The invention provides one kind to be based on depth sparse convolution neutral net face emotion identification method, first emotion image preprocessing, afterwards affective feature extraction, last affective characteristics identification classification.The present invention is a kind of to be optimized based on depth sparse convolution neutral net face emotion identification method from Nesterov accelerating gradients descent algorithm to the weights of depth sparse convolution neutral net, it is optimal network structure, to improve the generalization of face emotion recognition algorithm, because NAGD has anticipation, prevent to the property of can appreciate that algorithm is progressively too fast or too slow, the responding ability of algorithm can be strengthened simultaneously, and more preferable local optimum can be obtained.

Description

Deep sparse convolution neural network-based face emotion recognition method
Technical Field
The invention relates to a face emotion recognition method based on a deep sparse convolution neural network, and belongs to the field of pattern recognition.
Background
In recent years, along with the development of various technologies, the degree of intelligence of the society is also continuously improved, and people are more and more eager to experience natural and harmonious human-computer interaction. However, emotion is always a gap that cannot be healed across human and machine. Therefore, breaking through the bottleneck of current emotion calculation is the key to the development of the artificial emotion field. The expression is one of important channels for human emotion expression, and the human face emotion recognition has certain application value in the fields of human-computer interaction, fatigue driving detection, remote nursing, pain assessment and the like, and has very wide application prospect. Therefore, more accurate expression recognition can be realized to promote the intelligent development of the society.

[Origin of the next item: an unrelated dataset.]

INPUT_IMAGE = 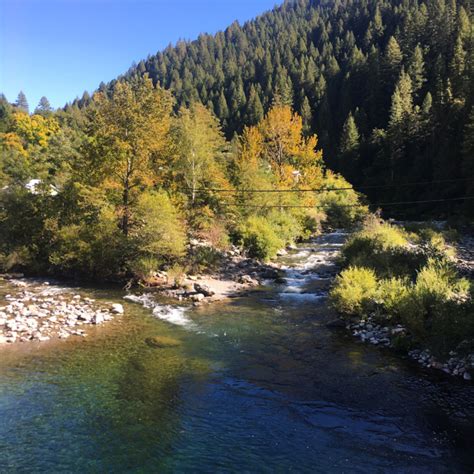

The face emotion recognition can be mainly divided into emotion feature extraction and emotion feature recognition classification. The face emotion recognition is still in the laboratory stage, and the expression of the opposite side cannot be naturally and smoothly recognized like a human in the human-computer interaction process. The existing face emotion recognition algorithms are difficult to accurately extract emotion characteristics, the complexity of the algorithms is high, the recognition time is long, and the real-time requirement in the human-computer interaction process cannot be met. Therefore, the method extracts the characteristics with obvious difference among the expressions, more accurately classifies the expressions with different expression forms, improves the algorithm efficiency, and is the key for realizing the human face emotion recognition.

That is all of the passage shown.